There has been speculation Johnson received an offer from the Miami Dolphins, a team now run by former fellow analyst Bill Parcells, who also coached Johnson when they were together with the Dallas Cowboys and New York Jets.
Johnson, who will be 36 years old in July, said no offer has been extended, though he acknowledged the two talk often.
"Me and Bill talk all the time. We talk about football a lot. We talk about everything, except playing for the Miami Dolphins," Johnson said in Wednesday's Sun-Sentinel. "He's helping me go over the pros and cons of coming back versus staying at ESPN. He's always treated me like a father figure more than anything else. But not once has he said, 'Come play for me in Miami.' "

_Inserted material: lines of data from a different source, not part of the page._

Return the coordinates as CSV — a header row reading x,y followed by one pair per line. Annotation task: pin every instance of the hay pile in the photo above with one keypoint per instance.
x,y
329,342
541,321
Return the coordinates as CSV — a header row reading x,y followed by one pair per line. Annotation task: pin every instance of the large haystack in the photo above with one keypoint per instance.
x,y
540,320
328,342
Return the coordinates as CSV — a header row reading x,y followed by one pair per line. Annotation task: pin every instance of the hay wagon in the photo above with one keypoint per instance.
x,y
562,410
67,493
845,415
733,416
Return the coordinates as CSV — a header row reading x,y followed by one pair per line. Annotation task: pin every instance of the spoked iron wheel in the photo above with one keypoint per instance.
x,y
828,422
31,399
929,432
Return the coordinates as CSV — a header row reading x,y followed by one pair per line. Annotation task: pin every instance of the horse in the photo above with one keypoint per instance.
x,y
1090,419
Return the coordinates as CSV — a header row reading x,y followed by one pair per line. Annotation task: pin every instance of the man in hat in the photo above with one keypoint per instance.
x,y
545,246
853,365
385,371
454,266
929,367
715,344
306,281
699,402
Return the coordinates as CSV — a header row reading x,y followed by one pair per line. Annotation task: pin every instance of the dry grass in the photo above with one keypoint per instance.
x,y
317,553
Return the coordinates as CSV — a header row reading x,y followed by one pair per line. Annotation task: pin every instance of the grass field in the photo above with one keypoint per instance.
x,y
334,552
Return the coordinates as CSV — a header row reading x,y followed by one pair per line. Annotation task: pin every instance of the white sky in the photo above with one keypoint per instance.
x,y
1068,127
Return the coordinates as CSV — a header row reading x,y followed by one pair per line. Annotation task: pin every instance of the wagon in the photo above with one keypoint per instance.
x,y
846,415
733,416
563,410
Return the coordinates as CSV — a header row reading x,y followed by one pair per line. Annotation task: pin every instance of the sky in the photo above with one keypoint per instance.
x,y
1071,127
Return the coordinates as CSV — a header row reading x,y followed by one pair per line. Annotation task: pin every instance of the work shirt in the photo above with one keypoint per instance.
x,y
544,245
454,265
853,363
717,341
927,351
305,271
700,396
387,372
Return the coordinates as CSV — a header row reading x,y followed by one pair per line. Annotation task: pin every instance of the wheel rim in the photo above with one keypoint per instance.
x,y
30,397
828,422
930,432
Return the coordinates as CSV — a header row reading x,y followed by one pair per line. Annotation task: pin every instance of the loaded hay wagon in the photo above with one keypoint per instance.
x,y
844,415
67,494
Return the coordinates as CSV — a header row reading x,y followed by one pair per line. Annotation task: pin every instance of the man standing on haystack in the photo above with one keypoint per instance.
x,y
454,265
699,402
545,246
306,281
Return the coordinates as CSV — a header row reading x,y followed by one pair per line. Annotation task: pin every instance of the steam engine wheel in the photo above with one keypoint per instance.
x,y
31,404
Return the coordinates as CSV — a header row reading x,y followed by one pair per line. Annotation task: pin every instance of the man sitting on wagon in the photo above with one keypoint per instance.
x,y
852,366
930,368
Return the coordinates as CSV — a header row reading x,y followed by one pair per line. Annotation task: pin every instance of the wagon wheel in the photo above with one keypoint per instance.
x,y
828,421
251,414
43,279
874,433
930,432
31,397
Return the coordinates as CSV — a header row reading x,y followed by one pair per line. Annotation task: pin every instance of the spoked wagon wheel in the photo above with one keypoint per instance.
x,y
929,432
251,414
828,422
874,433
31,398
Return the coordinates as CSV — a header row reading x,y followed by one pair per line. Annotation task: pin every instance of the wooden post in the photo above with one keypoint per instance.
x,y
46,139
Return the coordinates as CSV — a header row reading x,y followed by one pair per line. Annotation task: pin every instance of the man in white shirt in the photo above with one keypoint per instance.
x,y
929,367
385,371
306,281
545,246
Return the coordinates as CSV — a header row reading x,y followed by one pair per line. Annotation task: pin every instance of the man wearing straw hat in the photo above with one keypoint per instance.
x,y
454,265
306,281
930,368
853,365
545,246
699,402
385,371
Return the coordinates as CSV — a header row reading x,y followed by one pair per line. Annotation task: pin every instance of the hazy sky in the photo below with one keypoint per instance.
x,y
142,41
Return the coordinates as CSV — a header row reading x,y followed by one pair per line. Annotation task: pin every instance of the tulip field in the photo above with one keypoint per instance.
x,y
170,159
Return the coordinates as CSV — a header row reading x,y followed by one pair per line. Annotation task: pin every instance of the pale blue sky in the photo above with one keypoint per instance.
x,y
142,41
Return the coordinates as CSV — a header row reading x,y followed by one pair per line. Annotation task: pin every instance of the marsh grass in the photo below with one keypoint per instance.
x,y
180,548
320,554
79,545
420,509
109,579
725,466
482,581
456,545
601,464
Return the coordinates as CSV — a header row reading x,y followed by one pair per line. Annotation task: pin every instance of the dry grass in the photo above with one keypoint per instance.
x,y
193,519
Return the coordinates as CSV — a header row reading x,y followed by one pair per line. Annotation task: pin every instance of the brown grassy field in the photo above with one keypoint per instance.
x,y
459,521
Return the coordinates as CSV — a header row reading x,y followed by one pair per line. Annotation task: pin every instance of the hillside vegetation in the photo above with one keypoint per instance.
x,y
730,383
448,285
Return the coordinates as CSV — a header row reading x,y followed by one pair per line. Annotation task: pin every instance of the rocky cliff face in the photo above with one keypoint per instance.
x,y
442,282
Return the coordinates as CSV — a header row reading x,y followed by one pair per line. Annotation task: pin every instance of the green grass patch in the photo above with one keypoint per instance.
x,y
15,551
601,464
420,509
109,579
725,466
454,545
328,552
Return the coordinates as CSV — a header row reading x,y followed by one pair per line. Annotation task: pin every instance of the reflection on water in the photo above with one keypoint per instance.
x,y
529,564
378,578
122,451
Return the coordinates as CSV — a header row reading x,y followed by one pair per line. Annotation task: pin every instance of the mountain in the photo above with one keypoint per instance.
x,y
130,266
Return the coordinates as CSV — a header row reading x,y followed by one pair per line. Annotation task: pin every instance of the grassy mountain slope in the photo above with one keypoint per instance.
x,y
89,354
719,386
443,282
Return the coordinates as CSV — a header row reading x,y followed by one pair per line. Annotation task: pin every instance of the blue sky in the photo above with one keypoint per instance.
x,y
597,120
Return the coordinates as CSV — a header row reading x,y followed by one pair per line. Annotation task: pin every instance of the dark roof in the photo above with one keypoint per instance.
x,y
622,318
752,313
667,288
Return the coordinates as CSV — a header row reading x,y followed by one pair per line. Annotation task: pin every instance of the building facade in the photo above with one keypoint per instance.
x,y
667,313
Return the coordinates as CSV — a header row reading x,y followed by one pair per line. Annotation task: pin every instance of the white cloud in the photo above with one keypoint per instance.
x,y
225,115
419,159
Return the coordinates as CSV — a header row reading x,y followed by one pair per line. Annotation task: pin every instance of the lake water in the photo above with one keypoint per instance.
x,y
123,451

Johnson and the Dolphins would be a logical fit. Not only is he comfortable with Parcells, but he is familiar with the team's new offensive coordinator, Dan Henning, who called plays when Johnson was with the Jets and Carolina. The Dolphins also have plenty of room, about $35 million, under the salary cap.
Johnson has emphasized that he retired because the Panthers had cut him after the 2007 NFL draft, and after most teams already were well-supplied with wide receivers. The Tennessee Titans had offered a two-year deal worth nearly $8 million, including incentives, but Johnson turned that down, and became an analyst with ESPN instead.
Information from the Associated Press was used in this report.